他料定林翠薇还没睡,一回来就先到十步斋,进了十步斋,果然看到林翠薇一个人在画案前作画。
看她眼睛又红又肿,徐子清还以为是自己之前说话重,惹她伤心了。
“回来得这么早?”
“我担心姨娘,所以赶回来看看。”
“今天最该高兴的人就是你,这不是因为我扫了你的雅兴嘛,让我多过意不去!”
“姨娘处处为我操心,方才我还说话惹姨娘生气,真是罪过,姨娘不要怨我才好!”
“一家人有什么怨不怨的。
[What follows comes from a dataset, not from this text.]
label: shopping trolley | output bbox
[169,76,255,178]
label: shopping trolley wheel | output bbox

”
“我陪姨娘下盘棋?”
徐子清知道林翠薇喜欢下棋,而且棋艺远在自己之上,此刻想与她手谈并不是为了胜负,只为讨她欢心。
两人一边下棋,一边聊天,林翠薇又问问饭局的情形。徐子清觉得今日的戏让自己赚足了面子,一脸的春风得意,不知不觉间竟有些忘乎所以,赞美芷兰的话说了又说,完全没有留意林翠薇的神色已然有变。
林翠薇本来已经被月白拒绝在先,此刻又听徐子清一直夸赞芷兰,心中更是戾气难平。她把一肚子的怨气都泄到了棋盘上,一改往日“外若无为,静泊自守”,此刻一心只想步步紧逼、寸土不让,攻势愈加凌力。
徐子清自知不是姨娘的对手,自己只是陪着姨娘玩玩,所以也只是勉强招架,努力让自己不要输得太难看。
徐子清告诉林翠薇,明天他会带着芷兰去罗司令在郊外的别墅唱个堂会,刚好范家也有个别院在附近,晚上他和芷兰就在范家的别院留宿一晚。
“只有芷兰一个人去?”
“恩,这次堂会请了扶风社,人家是大戏班子,班底齐全,而且有要求如果请他们必须其他‘角’也都跟着用他们的班底,所以明儿只有芷兰一个人去!”
林翠薇寻思着徐子清方才的话,手里拈的一颗棋子迟迟没有放下。她忽然被心里的一个念头吓了一跳,脸一红,手中的棋子落在了盘上。
一子下去倒让徐子清喜上眉梢,明明看似已到山穷水尽的一盘棋,忽然又像有了活路。